Mais do que terraplanismo, ouso dizer que a negação em bloco da pertinência da Psicanálise em parte no campo das ciências é uma forma de “movimento anti-vacina”: de todas as formas de psicoterapia, a única que continua tendo efeitos de modificação do sujeito após o fim ou interrupção do tratamento é uma psicanálise – fato notado numa copiosa meta-análise de artigos, mas que já era afirmado por qualquer psicanalista desde Freud e principalmente por qualquer psicanalisando que tenha passado por uma psicanálise.
O Discurso do Cientista
Isto talvez decorra do que Hugo Albuquerque, baseado em Mao Zedong, chamou de “Discurso do Cientista”. Gostei da expressão por enfatizar que o discurso é do cientista (e não “da ciência”), daquele que faz semblante de agenciar A ciência — tomada como toda e unívoca, fálica –, mas que justamente só pode sustentar tal posição apoiando-se numa verdade não-toda. Matematicamente não há tal discurso, que se elencam em número de 4 + 1 (o que não é o mesmo que 5) a partir da posição lógica que seus entes algébricos ocupam, de modo a articular o que Freud chamou de “profissões impossíveis”: o Discurso do Mestre (o impossível de governar), do Universitário (a impotência do ensinar), o do Psicanalista e o da Histérica.

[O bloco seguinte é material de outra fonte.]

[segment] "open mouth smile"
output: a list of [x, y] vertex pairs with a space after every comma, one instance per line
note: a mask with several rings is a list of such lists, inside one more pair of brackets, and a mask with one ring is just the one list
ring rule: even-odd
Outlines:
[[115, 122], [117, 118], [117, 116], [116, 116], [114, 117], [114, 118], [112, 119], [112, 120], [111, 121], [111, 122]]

Comumente, se diz no mundo lacaniano que a ciência é histérica: produz mestres ao inquirir os cientistas como seu outro, estes produzem um saber, mas tal saber falha ao tentar dar conta do objeto no lugar da verdade que sustenta a divisão subjetiva do primeiro agente – mas o Discurso do Cientista seria outra coisa: um misto de discurso do universitário, do mestre e do capitalista reduzindo a importância do discurso da histérica e sem querer passar justamente pelo discurso do psicanalista. Evitando giros e trânsitos, o cientista como mitologia moderna não é o intelectual amplo, capaz de transpor de um campo a outro, formas funcionais de pensar, pesquisar e intervir, mas sim o nerd que impõe um só modo de produzir saber a despeito da condição não-todo da verdade.
Mas vá lá, suponhamos que a Psicanálise não seja ciência — e daí? A Arquitetura também não é, e tampouco, como dizia o grande positivista (vejam vocês…) Claude Bernard, a Medicina: esta é uma arte prática que produz duas ciências, a Patologia e a Fisiologia, e se apoia nessas duas mesmas ciências. E, parafraseando Milton Santos (vencedor do Prêmio Vautrin Lund): “seria uma perda que a Geografia quisesse ser apenas ciência, abdicando de ser também arte” – o mesmo se pode dizer sobre a Psicanálise, tanto mais por esta ser uma cartografia dos desejos.